Some 10.6 million babies were born, down 12% from the 12 million tallied for 2020, the National Bureau of Statistics reported.
The total population stood at 1.413 billion at the end of 2021, an increase of 480,000 from the previous year, the data showed.
The decline in birth rates could undercut the ruling party's plans to develop technology and self-sustaining economic growth based on consumer spending rather than exports and investment.
The fall in population growth has prompted warnings China, where economic output per person is below the global average, might face a “demographic time bomb” and have too few workers to support a growing number of elderly people.
The ruling party has enforced birth limits since 1980 to restrain population growth and conserve resources. But leaders started to worry after the working-age population peaked at 925 million in 2011 and started to drop earlier than expected.
Authorities eased birth limits starting in 2015. But couples are put off by high costs, cramped housing and job discrimination against mothers.

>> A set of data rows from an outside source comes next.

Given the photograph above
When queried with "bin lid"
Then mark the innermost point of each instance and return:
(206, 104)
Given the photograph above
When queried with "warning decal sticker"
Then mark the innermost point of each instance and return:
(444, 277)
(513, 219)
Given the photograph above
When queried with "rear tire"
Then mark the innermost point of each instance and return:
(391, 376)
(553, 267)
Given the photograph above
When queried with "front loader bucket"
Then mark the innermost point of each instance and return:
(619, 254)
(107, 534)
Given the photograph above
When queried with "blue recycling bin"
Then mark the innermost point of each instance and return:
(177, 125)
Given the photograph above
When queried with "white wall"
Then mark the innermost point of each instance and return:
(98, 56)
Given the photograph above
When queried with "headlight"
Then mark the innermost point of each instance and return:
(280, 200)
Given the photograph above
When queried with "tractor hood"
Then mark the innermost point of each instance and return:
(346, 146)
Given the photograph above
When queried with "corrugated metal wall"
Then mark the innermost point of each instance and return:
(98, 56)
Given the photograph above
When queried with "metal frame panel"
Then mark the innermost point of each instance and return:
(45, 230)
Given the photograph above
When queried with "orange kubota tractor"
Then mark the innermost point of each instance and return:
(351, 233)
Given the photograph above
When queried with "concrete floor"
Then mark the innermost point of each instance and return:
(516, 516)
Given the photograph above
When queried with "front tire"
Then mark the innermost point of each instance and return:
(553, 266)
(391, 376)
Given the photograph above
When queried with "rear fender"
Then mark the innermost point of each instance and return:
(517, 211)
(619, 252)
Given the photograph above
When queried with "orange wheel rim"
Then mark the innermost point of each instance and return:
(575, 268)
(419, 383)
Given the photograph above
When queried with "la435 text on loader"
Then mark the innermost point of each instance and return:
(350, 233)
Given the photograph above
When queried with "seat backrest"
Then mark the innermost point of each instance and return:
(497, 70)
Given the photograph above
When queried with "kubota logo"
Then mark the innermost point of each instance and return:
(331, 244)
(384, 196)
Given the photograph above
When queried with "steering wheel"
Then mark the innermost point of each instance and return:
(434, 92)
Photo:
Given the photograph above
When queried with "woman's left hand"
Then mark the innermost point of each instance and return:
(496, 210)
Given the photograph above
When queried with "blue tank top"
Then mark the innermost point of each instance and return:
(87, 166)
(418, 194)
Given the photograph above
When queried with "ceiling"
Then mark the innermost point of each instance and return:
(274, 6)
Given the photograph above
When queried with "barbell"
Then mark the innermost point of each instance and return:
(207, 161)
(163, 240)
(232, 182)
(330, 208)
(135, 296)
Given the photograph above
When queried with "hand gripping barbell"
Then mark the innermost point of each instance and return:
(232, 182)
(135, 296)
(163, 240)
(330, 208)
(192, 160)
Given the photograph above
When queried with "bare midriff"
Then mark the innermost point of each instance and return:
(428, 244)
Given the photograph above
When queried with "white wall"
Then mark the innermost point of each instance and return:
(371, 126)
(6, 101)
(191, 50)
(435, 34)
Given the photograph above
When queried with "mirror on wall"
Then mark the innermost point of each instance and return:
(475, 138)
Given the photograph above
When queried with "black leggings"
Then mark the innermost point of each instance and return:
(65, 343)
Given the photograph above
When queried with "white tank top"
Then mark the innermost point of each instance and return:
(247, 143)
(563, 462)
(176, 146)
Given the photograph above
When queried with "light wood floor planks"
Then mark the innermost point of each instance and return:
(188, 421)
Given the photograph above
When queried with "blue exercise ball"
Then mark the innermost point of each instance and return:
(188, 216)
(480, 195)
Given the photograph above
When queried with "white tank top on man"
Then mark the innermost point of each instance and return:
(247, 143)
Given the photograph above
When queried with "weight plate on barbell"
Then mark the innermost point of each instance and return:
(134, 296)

The percentage of people aged 16 to 59, the official working-age population, edged down to 882.2 million, or 62.5% of the total, from 63.3% reported in the 2020 census. That is down from 70.1% a decade ago.
Demographers say the working-age share of the population might fall to half by 2050.

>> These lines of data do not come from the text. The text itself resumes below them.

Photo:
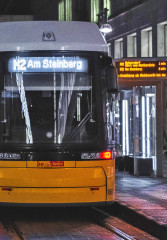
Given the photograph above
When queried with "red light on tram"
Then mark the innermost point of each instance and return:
(106, 155)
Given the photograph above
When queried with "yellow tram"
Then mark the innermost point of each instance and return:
(56, 86)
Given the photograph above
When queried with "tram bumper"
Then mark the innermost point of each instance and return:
(89, 183)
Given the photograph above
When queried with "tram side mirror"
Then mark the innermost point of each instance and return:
(111, 77)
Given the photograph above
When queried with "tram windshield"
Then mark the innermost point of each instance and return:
(46, 106)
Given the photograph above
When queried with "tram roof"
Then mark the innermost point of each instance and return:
(28, 35)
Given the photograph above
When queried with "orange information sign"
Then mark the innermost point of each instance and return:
(142, 69)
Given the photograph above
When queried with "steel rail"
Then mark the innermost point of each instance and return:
(112, 228)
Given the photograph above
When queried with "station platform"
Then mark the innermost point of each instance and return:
(144, 200)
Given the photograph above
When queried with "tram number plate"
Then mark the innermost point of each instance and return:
(50, 164)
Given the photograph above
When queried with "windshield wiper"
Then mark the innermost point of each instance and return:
(75, 131)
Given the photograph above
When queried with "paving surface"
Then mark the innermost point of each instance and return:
(147, 196)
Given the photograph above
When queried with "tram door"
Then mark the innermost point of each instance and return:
(135, 122)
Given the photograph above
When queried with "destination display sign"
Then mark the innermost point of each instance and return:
(47, 64)
(142, 69)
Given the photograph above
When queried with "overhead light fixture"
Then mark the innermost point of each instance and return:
(106, 28)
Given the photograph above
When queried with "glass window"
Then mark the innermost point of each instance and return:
(39, 107)
(118, 48)
(107, 4)
(162, 39)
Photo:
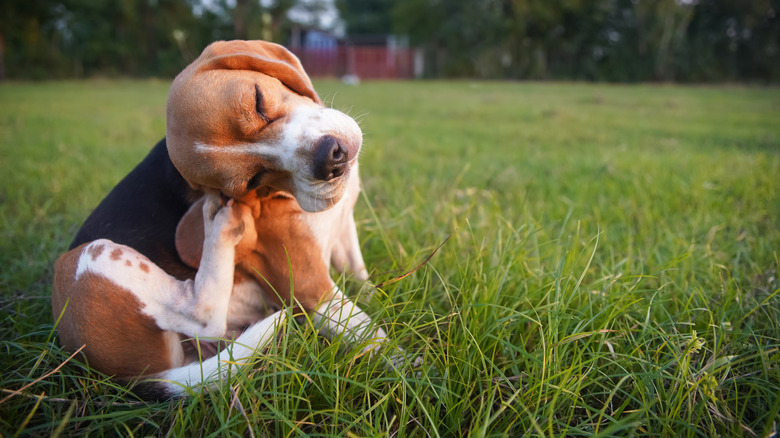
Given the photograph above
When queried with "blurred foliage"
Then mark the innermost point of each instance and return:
(605, 40)
(602, 40)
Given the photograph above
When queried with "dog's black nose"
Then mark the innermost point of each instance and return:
(330, 158)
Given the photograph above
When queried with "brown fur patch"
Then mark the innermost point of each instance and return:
(119, 340)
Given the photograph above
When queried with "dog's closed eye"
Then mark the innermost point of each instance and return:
(254, 182)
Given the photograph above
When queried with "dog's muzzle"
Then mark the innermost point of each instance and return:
(331, 159)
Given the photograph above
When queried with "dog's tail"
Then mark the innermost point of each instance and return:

There were 267 million people aged 60 and above, or 18.9% of the total, up from 264 million, or 18.7%, in 2020.
The looming worker shortage comes as President Xi Jinping’s government boosts spending on its military and efforts to create global competitors in electric cars and other technologies.
Japan, Germany and some other rich countries face the same challenge of supporting aging populations with fewer workers. But they can draw on investments in factories, technology and foreign assets. By contrast, China depends on labor-intensive farming and manufacturing.
The party took its biggest step in 2015 when rules that limited many couples to having only one child were eased to allow two.
China’s birth rate already was falling before the one-child rule, paralleling trends in South Korea, Thailand and other Asian economies. The average number of children per mother tumbled from above six in the 1960s to below three by 1980, according to the World Bank.
Demographers say official birth limits concealed a further fall in the potential number of children per family.
The one-child limit, enforced with threats of fines or loss of jobs, led to abuses including forced abortions. A preference for sons led parents to kill baby girls, prompting warnings millions of men might be unable to find a wife, and fueling social tension.